In Asia Pacific, reaching the rarified air of the ultra-high net worth is particularly hard in the city-state while in Hong Kong, you need three times the money you would in mainland China.
The 1 percent club. The money needed to make it can still vary enormously depending on what country or city you live in, even in an era where the gap between the rich and the poor is generally understood to be accelerating.
A graphic released by Visual Capitalist on Thursday using data from the Knight Frank Wealth Report 2024 shows that the wealth needed to make the top bracket of the uber-rich in the Asia Pacific is the hardest in Singapore.
The Hong Kong Triple
According to them, it took $5.2 million to become a member of the 1 percent club in the city-state. They were followed by Hong Kong, where it took $3.1 million, Japan ($2 million), and mainland China, where you need $1.1 million.
Surprisingly, as they point out, you need three times the wealth in Hong Kong to be a member of the club than you do in mainland China.
Monaco is Highest Worldwide
If you expand the region’s borders to include Australasia, Australia, and New Zealand would sit relatively snugly behind Singapore ($4.7 and $4.6 million respectively).
The online publisher indicated that smaller European countries continued to top the list worldwide, with the membership fee in the 1 percent club the highest in Monaco, where you need $12.9 million.
Switzerland in Third
That was followed by Luxembourg ($10.8 million) and Switzerland ($8.5 million).
Interestingly, the US, home to the world’s highest number of billionaires, only came fourth, with membership in the top bracket only requiring a relatively modest $5.8 million.
The Population Conundrum
Visual Capitalist maintained, almost ruefully, that the country’s high population base reduced the amount of money needed to make the 1 percent.
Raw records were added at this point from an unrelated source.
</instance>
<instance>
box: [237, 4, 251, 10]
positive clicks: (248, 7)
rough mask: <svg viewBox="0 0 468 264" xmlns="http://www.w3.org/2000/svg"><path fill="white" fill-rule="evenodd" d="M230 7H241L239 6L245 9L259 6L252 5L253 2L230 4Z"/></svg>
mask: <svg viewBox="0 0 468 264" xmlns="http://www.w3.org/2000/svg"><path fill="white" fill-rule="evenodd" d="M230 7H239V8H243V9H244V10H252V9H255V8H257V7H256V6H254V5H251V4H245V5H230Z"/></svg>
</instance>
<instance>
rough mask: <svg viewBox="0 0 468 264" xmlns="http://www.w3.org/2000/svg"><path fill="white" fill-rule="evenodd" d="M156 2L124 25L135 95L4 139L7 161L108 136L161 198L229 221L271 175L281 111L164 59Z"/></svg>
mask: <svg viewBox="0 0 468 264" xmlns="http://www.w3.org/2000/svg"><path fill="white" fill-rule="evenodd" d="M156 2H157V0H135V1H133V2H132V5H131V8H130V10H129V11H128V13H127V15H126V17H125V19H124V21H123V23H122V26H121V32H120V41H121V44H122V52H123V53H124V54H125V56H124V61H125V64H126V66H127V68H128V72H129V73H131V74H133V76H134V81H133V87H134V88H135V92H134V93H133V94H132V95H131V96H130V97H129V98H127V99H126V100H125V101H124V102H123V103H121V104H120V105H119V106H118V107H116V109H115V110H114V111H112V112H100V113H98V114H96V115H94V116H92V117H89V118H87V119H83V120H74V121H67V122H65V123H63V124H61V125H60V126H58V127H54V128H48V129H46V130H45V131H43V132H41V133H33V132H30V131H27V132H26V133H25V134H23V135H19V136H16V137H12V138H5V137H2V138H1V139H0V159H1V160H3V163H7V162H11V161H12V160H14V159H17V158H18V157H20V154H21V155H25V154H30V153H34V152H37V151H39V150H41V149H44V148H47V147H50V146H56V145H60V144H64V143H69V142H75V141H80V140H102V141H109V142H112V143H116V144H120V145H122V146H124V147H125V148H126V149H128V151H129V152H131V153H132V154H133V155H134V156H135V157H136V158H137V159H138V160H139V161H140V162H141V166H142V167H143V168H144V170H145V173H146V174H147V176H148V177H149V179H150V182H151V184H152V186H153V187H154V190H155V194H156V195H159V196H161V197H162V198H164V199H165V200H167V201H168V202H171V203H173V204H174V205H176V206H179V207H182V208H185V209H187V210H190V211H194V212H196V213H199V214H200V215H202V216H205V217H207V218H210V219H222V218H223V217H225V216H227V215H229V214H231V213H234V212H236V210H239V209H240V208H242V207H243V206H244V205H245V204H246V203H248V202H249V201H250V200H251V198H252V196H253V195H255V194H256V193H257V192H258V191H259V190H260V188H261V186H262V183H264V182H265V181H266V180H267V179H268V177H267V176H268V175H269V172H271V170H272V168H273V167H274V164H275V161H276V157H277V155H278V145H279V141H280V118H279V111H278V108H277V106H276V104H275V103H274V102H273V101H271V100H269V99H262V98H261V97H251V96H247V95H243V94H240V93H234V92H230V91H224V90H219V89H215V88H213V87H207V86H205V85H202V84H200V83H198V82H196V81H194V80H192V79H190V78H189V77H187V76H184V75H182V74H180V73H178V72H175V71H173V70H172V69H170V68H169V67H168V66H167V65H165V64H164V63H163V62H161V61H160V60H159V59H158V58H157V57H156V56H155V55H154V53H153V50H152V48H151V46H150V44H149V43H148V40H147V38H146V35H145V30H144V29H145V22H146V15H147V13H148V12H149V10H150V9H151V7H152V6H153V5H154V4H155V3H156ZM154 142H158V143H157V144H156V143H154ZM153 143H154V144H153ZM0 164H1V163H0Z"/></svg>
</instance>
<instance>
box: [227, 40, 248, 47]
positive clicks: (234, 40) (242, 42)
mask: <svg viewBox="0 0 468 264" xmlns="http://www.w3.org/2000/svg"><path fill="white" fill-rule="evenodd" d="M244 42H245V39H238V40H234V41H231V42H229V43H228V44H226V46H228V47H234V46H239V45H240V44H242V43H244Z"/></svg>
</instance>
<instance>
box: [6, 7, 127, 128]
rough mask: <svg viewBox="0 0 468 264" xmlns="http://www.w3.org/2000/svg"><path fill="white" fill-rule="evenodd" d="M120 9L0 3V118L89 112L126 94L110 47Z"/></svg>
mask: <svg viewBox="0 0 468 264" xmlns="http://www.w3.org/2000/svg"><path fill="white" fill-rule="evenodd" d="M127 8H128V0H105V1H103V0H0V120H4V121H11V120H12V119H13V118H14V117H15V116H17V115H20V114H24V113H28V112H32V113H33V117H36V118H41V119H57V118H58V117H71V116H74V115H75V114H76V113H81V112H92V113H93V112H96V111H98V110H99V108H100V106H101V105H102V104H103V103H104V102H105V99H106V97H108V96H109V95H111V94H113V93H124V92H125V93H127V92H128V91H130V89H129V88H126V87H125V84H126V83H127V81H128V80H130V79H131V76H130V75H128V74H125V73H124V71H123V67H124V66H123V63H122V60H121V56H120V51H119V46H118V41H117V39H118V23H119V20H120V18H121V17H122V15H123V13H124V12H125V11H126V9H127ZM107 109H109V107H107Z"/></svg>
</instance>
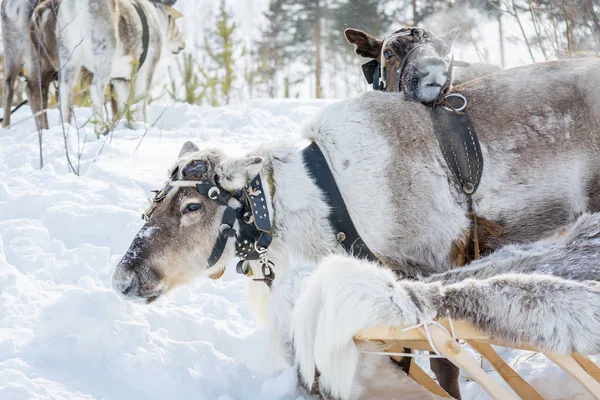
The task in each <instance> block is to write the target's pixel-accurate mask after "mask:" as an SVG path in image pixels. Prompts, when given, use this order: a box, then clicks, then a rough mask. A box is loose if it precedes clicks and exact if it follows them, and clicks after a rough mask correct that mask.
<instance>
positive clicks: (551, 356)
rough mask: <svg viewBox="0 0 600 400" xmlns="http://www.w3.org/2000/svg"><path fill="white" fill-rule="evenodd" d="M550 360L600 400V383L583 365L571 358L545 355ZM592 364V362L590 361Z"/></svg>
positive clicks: (570, 357) (560, 355)
mask: <svg viewBox="0 0 600 400" xmlns="http://www.w3.org/2000/svg"><path fill="white" fill-rule="evenodd" d="M544 355H545V356H546V357H548V359H550V360H551V361H552V362H553V363H555V364H556V365H558V366H559V367H561V368H562V369H563V370H564V371H566V372H567V373H568V374H569V375H571V377H573V378H574V379H575V380H576V381H577V382H579V383H580V384H581V386H583V387H584V388H585V389H586V390H587V391H588V392H590V394H591V395H592V396H593V397H594V398H595V399H597V400H600V382H598V381H597V380H595V379H594V378H592V377H591V376H590V375H588V373H587V372H586V371H585V369H583V367H582V366H581V365H579V363H578V362H577V361H576V360H575V358H573V357H571V356H565V355H557V354H553V353H544ZM590 362H591V361H590Z"/></svg>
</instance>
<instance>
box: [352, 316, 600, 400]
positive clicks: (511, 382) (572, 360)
mask: <svg viewBox="0 0 600 400" xmlns="http://www.w3.org/2000/svg"><path fill="white" fill-rule="evenodd" d="M438 322H440V323H441V324H442V325H443V326H445V327H446V329H447V330H444V329H443V328H441V327H440V326H437V325H434V324H430V325H428V328H429V332H430V337H431V341H432V343H433V344H434V346H435V347H436V348H437V350H438V351H439V353H441V354H442V355H443V356H444V357H446V358H447V359H448V360H450V361H451V362H452V363H454V364H455V365H456V366H457V367H459V368H460V369H461V370H463V371H464V372H466V373H468V374H469V375H470V376H471V378H472V379H473V380H474V381H476V382H477V383H478V384H479V385H481V387H482V388H483V389H484V390H485V391H486V392H487V393H488V394H489V395H490V396H491V397H492V398H493V399H496V400H509V399H510V400H516V399H519V398H520V399H523V400H542V399H543V397H542V396H541V395H540V394H539V393H538V392H537V390H535V389H534V388H533V387H532V386H531V385H530V384H529V383H527V381H525V380H524V379H523V378H522V377H521V376H520V375H519V374H518V373H517V372H516V371H515V370H514V369H512V368H511V367H510V366H509V365H508V364H507V363H506V362H504V361H503V360H502V358H500V356H499V355H498V354H497V353H496V352H495V351H494V349H493V348H492V346H491V345H492V344H494V345H500V346H505V347H512V348H518V349H524V350H532V348H531V347H527V346H523V347H522V346H519V347H516V346H511V345H507V344H506V343H504V342H502V340H499V339H497V338H493V337H490V336H489V335H487V334H485V333H483V332H481V331H479V330H477V329H475V328H474V327H473V326H472V325H470V324H468V323H465V322H460V321H455V322H454V324H453V325H454V332H455V337H456V339H457V340H464V341H465V343H466V344H468V345H469V346H471V347H472V348H473V349H474V350H476V351H478V352H479V353H480V354H481V355H482V356H483V357H485V358H486V359H487V360H488V361H489V363H490V364H491V365H492V366H493V367H494V368H495V369H496V371H497V372H498V374H499V375H500V376H501V377H502V378H503V379H504V380H505V381H506V383H507V384H508V385H509V386H510V387H511V388H512V390H513V391H514V393H511V392H510V391H509V390H507V389H506V388H505V387H503V386H501V385H500V384H499V383H498V382H497V381H495V380H494V379H492V378H491V377H490V376H489V375H488V374H487V372H485V371H484V370H483V369H482V368H481V367H480V365H479V363H478V362H477V361H476V360H475V359H474V358H473V357H471V356H470V355H469V354H468V353H467V352H466V351H465V350H464V349H463V347H462V346H461V345H460V344H459V343H457V342H456V340H454V339H453V338H452V336H451V335H450V334H449V333H448V332H451V327H450V324H449V323H448V321H447V320H443V321H438ZM403 329H404V327H374V328H368V329H363V330H361V331H360V332H359V333H358V334H357V335H356V336H355V341H356V342H360V341H366V340H368V341H380V342H383V343H386V344H388V345H389V346H390V347H388V348H387V349H386V351H388V352H391V353H401V352H403V348H404V347H407V348H411V349H415V350H427V351H432V350H433V349H432V347H431V345H430V342H429V340H428V339H427V335H426V332H425V329H424V328H423V327H420V328H415V329H410V330H408V331H403ZM544 355H545V356H546V357H548V359H550V360H551V361H552V362H554V363H555V364H556V365H558V366H559V367H560V368H562V369H563V370H564V371H565V372H567V373H568V374H569V375H570V376H571V377H572V378H574V379H575V380H577V381H578V382H579V383H580V384H581V385H582V386H583V387H584V388H585V389H586V390H587V391H588V392H589V393H590V394H591V395H592V397H593V398H594V399H597V400H600V368H599V367H598V366H597V365H596V364H594V363H593V362H592V361H591V360H589V359H588V358H587V357H584V356H582V355H580V354H571V355H558V354H553V353H547V352H545V353H544ZM410 375H411V377H412V378H413V379H414V380H415V381H417V382H418V383H419V384H421V385H422V386H423V387H425V388H426V389H428V390H429V391H431V392H432V393H435V394H437V395H438V396H441V397H448V398H450V396H449V395H448V394H447V393H446V392H445V391H444V390H443V389H442V388H441V387H440V386H439V385H438V384H437V382H436V381H435V380H433V379H432V378H431V377H430V376H429V375H428V374H427V373H426V372H425V371H423V370H422V369H421V368H420V367H419V366H418V365H417V364H416V363H415V362H414V361H413V362H412V363H411V367H410ZM515 393H516V396H515Z"/></svg>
If that is the case, however, it should also be true for mainland China and other large, growing economies such as India when compared with smaller European countries, hubs, or cities.
Chasm, Not Gap
As an example, the difference in population between a Hong Kong (roughly 7.5 million residents) and China (almost 1.5 billion) is more a chasm than a gap and would also have to be factored into that kind of rationale.